A normal vector is a key concept in plane geometry, representing a vector that is perpendicular to a plane or surface. Understanding how to find and utilize normal vectors is important for solving plane-related problems.
For a given plane with the equation in the form of \(ax + by + cz = d\), the normal vector is derived from the coefficients \(a\), \(b\), and \(c\).
In simpler terms:

• The **normal vector** \(\mathbf{n}\) = \(\langle a, b, c \rangle\) signifies a direction perpendicular to the plane.
• It is critical for determining angles between planes and projecting components.

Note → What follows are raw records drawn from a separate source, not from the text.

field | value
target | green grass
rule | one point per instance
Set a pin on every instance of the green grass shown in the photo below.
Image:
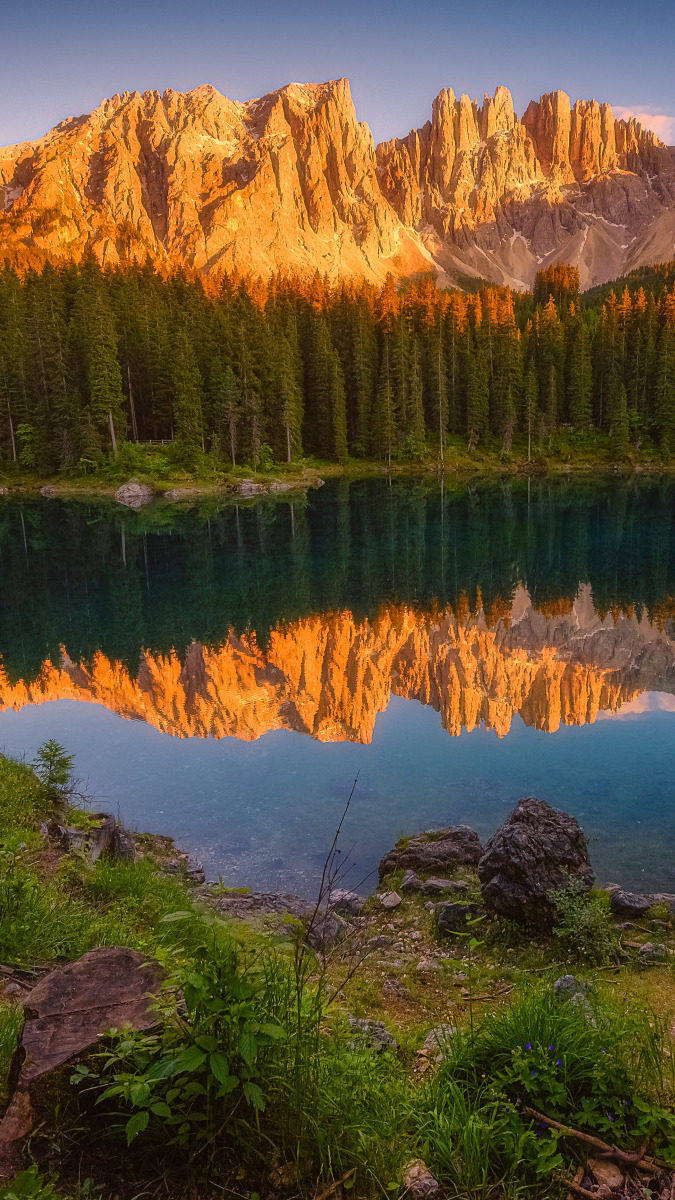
(24, 802)
(11, 1020)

Let's consider the exercise example. For the plane equation \(2x + 2y - z = 3\), the corresponding normal vector \(\mathbf{n_1}\) is obtained by looking at the coefficients resulting in \(\langle 2, 2, -1 \rangle\).
Similarly, for the plane \(x + 2y + z = 2\), the normal vector \(\mathbf{n_2}\) would be \(\langle 1, 2, 1 \rangle\). Understanding these vectors helps us move forward with calculating other properties between planes.

The dot product is a basic operation in vector algebra that combines two vectors, resulting in a scalar value. It is a crucial tool for plane geometry as it helps determine the angle between vectors, among other applications.
The formula for the dot product of vectors \(\mathbf{a} = \langle a_1, a_2, a_3 \rangle\) and \(\mathbf{b} = \langle b_1, b_2, b_3 \rangle\) is:

• \(\mathbf{a} \cdot \mathbf{b} = a_1b_1 + a_2b_2 + a_3b_3\)

Essentially, it multiplies corresponding components of the vectors and adds the results.

In our example, the dot product of the normal vectors \(\mathbf{n_1} = \langle 2, 2, -1 \rangle\) and \(\mathbf{n_2} = \langle 1, 2, 1 \rangle\) is calculated as follows:

• \(\mathbf{n_1} \cdot \mathbf{n_2} = 2 \cdot 1 + 2 \cdot 2 + (-1) \cdot 1 = 5\)

This operation is a powerful way to uncover deeper geometric relationships between planes and vectors.

Understanding the angle between planes involves determining how two planes are oriented relative to each other. This is achieved by looking at their normal vectors and using the dot product to find the cosine of the angle.
Once we have the dot product from the normal vectors \(\mathbf{n_1}\) and \(\mathbf{n_2}\), we utilize the formula:

• \(\cos \theta = \frac{\mathbf{n_1} \cdot \mathbf{n_2}}{\|\mathbf{n_1}\| \|\mathbf{n_2}\|}\)

This formula relates the dot product to the magnitudes of the normal vectors to find the cosine of the angle \(\theta\) between them.

In the step-by-step solution, substituting the known values gives us:

• The dot product is \(5\), and the magnitudes are \(3\) and \(\sqrt{6}\), leading to \(\cos \theta = \frac{5}{3\sqrt{6}}\).

Solving for \(\theta\) involves calculating the inverse cosine \(\cos^{-1}\) of this ratio, resulting in approximately \(0.39\) radians.
This process helps us precisely define the spatial relationship between the two geometrical planes.

The magnitude of a vector is its length and denotes how "strong" or "intense" the vector is. For a vector \(\mathbf{v} = \langle v_1, v_2, v_3 \rangle\), its magnitude \(\|\mathbf{v}\|\) is found using this formula:

• \(\|\mathbf{v}\| = \sqrt{v_1^2 + v_2^2 + v_3^2}\)

This essentially applies the Pythagorean Theorem in three dimensions.

In our exercise, the magnitude of normal vector \(\mathbf{n_1} = \langle 2, 2, -1 \rangle\) is:

• \(\|\mathbf{n_1}\| = \sqrt{2^2 + 2^2 + (-1)^2} = \sqrt{9} = 3\)

Similarly, the magnitude for \(\mathbf{n_2} = \langle 1, 2, 1 \rangle\) is:

• \(\|\mathbf{n_2}\| = \sqrt{1^2 + 2^2 + 1^2} = \sqrt{6}\)

Calculating magnitudes provides essential information for understanding and solving geometric problems, particularly in assessing angles and vectors' relative sizes.